И вдруг я резко встрепенулся, сонное оцепенение, как рукой сняло. Это дед внезапно перестал говорить. Остальные участники «дискуссии» тоже ожили и приободрились. Мы посмотрели на деда, а дед, в свою очередь, с какой-то опасливой ехидцей смотрел на открывшуюся дверь. В дверном проёме никого не было, но дверь приняла некую нейтральную позицию и под спонтанные рысканья судового корпуса лишь изредка покачивалась из стороны в сторону. Продолжалось это минуты две, и за эти две минуты никто не проронил ни слова. Все пребывали в состоянии гипнотической абсестенции. Знаете – эффект отсутствия? Вроде бы ты есть, и в то же время тебя нет. А где ты, сам не знаешь. Остаётся лишь твоё зрение. И вот это зрение констатировало очень своенравное и непонятное поведение неодушевлённого дверного полотна дедовой каюты.

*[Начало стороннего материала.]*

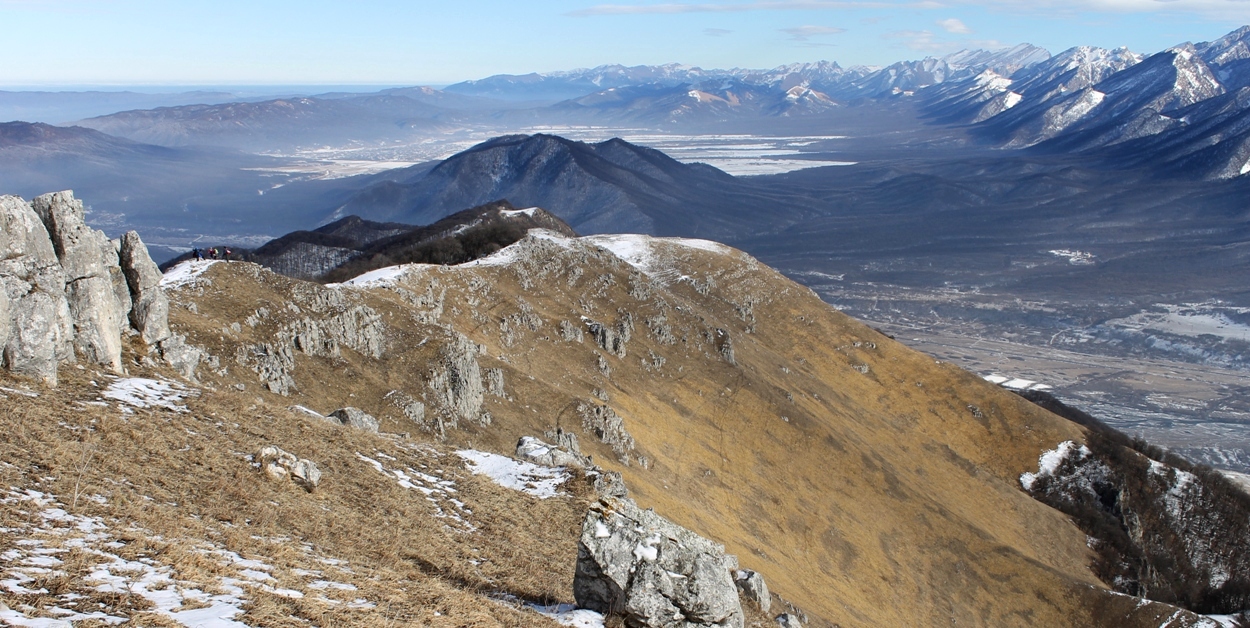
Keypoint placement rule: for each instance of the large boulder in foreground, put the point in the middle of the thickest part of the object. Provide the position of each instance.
(655, 573)
(150, 310)
(38, 328)
(88, 259)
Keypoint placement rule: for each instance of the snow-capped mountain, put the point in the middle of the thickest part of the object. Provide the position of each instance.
(905, 78)
(564, 85)
(1065, 105)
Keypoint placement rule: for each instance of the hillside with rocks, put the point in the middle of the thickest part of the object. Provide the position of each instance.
(644, 428)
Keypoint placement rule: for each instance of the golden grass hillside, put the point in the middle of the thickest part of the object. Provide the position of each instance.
(870, 484)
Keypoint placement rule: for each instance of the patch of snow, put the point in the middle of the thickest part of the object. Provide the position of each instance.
(185, 273)
(383, 277)
(1078, 258)
(24, 393)
(571, 616)
(149, 393)
(514, 213)
(533, 479)
(308, 410)
(330, 584)
(1049, 462)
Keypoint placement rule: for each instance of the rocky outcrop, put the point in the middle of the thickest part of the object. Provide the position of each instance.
(754, 588)
(456, 383)
(355, 418)
(69, 292)
(39, 324)
(281, 465)
(149, 314)
(85, 257)
(655, 573)
(603, 422)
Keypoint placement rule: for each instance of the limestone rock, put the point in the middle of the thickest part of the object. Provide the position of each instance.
(603, 422)
(86, 257)
(355, 418)
(789, 621)
(655, 573)
(753, 587)
(538, 452)
(5, 319)
(279, 465)
(120, 289)
(149, 312)
(40, 328)
(610, 484)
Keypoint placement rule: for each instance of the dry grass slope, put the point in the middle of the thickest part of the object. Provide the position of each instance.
(868, 483)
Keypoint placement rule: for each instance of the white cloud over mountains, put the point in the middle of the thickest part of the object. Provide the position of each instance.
(954, 25)
(805, 33)
(1221, 9)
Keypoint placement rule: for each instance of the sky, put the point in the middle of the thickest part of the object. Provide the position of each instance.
(79, 43)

Просидели мы так ещё минут пять. Но ситуация нисколько не менялась. Дверь будто стояла на кончике носа циркового жонглёра, и он, жонглёр этот невидимый, ловко балансировал дверью, держа её в состоянии критического равновесия.
– Может, я её того? – предложил наш старший электрик. Прикрою для порядка…
И как раз в это время в проёме показался проходящий по коридору первый помощник капитана – судовой капеллан от всевидящей и всезнающей партии большевиков-революционеров, обязательное приложение к любому советскому экипажу, уходящему за рубеж. Он приостановился в своём целенаправленном движении по внутренним лабиринтам судна и, повернувшись всем корпусом в нашу сторону, спросил отеческим тоном:
– Техучёба?
– Она, родимая, – кивнул дед, сделав сонно-отрешённые глаза, показывая всем существом своим, что первый помощник никак не вписывается в мизансцену разыгрываемой перед ним немой пьесы.
– Наверное, заканчиваете? – предположил первый, посмотрев на часы. Через десять минут чай.
– Вот дверь закроется, тогда и закончим.
– Какая дверь? – не понял наш случайный прохожий.
– В неизвестность, – очень серьёзно сострил дед.
– Может быть, помочь чем? – предложил первый помощник.
Но чем он мог помочь нам? Прочитать политинструктаж? Пропеть заученную мантру славословия родной компартии? Больше он ничего не умел. Поэтому ответа не поступило. Все завороженно смотрели в проём так, будто это было окно в потусторонний мир. И первый, не выдержав мистического напряжения, молча ретировался, уразумев, наверное, что курс партии и правительства тут не поможет. После его ухода дверь в ритм покачиванию корпуса судна стала угрожающе раскачиваться, постепенно увеличивая свою амплитуду. Она уже подходила к дверному полотну, и все мы были в ожидании скорого удара: ещё один мах – и железная рама примет в свои объятия шатающегося отщепенца. Но в последний момент дверь внезапно остановилась, едва коснувшись рамы, и застыла на очередном затяжном па нашего парохода.